第11話「月の選定、剣姫と野心」
月の光が、地上に降りるように──
礼拝堂の中央、祭壇の上に、剣の輪郭が浮かび上がっていた。
光の剣。けれどその輝きは太陽のような眩しさではなく、
深い夜の中で密やかに照らす、銀の月明かりそのものだった。
(……あれが、月の聖剣)
見上げた刹那、胸の奥が熱を帯びた。
ただ力を得るためではない。
剣を手にするということは、この国と、人々と、自分自身に対する──覚悟の証明。
私が剣に歩み寄ろうとした、そのとき。
「待って」
クロエの声が空気を裂いた。
「私も、選定を受けるわ。……聖剣が本当に“選ぶ”というなら、私にも資格があるはず」
彼女は静かに、しかし確かにそう言った。
「貴族の娘であり、王子の婚約者であり、
王妃として相応しい教養と立場を持つ私が、剣に選ばれない理由なんて、あるの?」
私は立ち止まり、彼女を見た。
クロエの瞳は真剣だった。

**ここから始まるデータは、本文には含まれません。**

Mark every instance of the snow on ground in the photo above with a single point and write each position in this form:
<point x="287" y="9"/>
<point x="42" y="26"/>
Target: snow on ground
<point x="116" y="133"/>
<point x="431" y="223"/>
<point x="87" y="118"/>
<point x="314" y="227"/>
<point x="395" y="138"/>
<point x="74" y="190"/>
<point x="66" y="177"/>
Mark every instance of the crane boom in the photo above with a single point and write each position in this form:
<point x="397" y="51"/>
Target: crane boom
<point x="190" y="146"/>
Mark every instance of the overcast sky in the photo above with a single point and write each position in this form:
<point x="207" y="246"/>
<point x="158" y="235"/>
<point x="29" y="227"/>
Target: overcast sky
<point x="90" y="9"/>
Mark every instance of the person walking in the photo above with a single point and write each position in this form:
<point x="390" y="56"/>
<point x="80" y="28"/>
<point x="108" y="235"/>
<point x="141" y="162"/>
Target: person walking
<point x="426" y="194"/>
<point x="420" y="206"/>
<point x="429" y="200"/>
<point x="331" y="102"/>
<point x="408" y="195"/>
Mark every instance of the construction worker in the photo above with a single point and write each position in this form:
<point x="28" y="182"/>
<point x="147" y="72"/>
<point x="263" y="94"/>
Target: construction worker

軽薄でも、虚勢でもない。
彼女なりの“正しさ”を証明しようとしているのだ。
「……なら、剣がどちらを選ぶか、見届けましょう」
そう言って、私は一歩引いた。
礼拝堂の空気が再び張りつめ、月光の粒子が天井から舞い落ちるように揺れた。
クロエは堂々と祭壇に近づき、剣へと手を伸ばす。
その瞬間。
──ギィィン!
鋭い音が空間を貫いた。
まるで拒絶の音のように、空気が振動する。
「っ……!」
クロエの手が弾かれ、身体ごと後方へ吹き飛ばされた。
ノエがすぐに手をかざして衝撃を和らげたが、それでも彼女は膝をついた。
「……どうして……」
クロエは戸惑い、震える指で床を押さえていた。
「聖剣は“王妃の器”を求めているのではない。
“竜の真意に応える者”を選ぶのだ」
セラの声が、礼拝堂の静寂に沈み込むように響いた。
「器や地位ではなく──覚悟と信念。
それを持つ者にしか、あの剣は応えない」
クロエが私を見上げる。その目に、悔しさが滲んでいた。
私は、言葉を返さず、ただ祭壇へと歩を進めた。
剣はそこに、何も語らずに浮かんでいた。
けれど、私にはわかっていた。
この刃が、何を望み、何に応じるのか。
「私は……誰かのために振るう剣じゃない。
私自身の信念で立ち、選ぶ。だから、その力が必要なの」
私はゆっくりと手を伸ばし──
触れた瞬間、剣はまばゆい銀光を解き放った。
空間が揺れ、風が巻き上がり、祭壇の古文字が一斉に輝き出す。
ノエが驚愕の息を漏らし、セラが剣の前にひざまずいた。
「月の聖剣が……応じた」
剣は静かに、私の手の中に収まった。
その重みは、まるで“責任”そのものだった。
だが私は、それを怖いとは思わなかった。
「リセリア・ヴァンブローズ。
貴女こそが、“月竜の契約者”にして、“剣姫”の名を継ぐ者」
ノエの声が、静かに宣言のように響いた。
クロエは唇を噛み締めながら、立ち上がった。
だが、もう何も言わなかった。
月の光は、私の背に静かに降り注いでいた。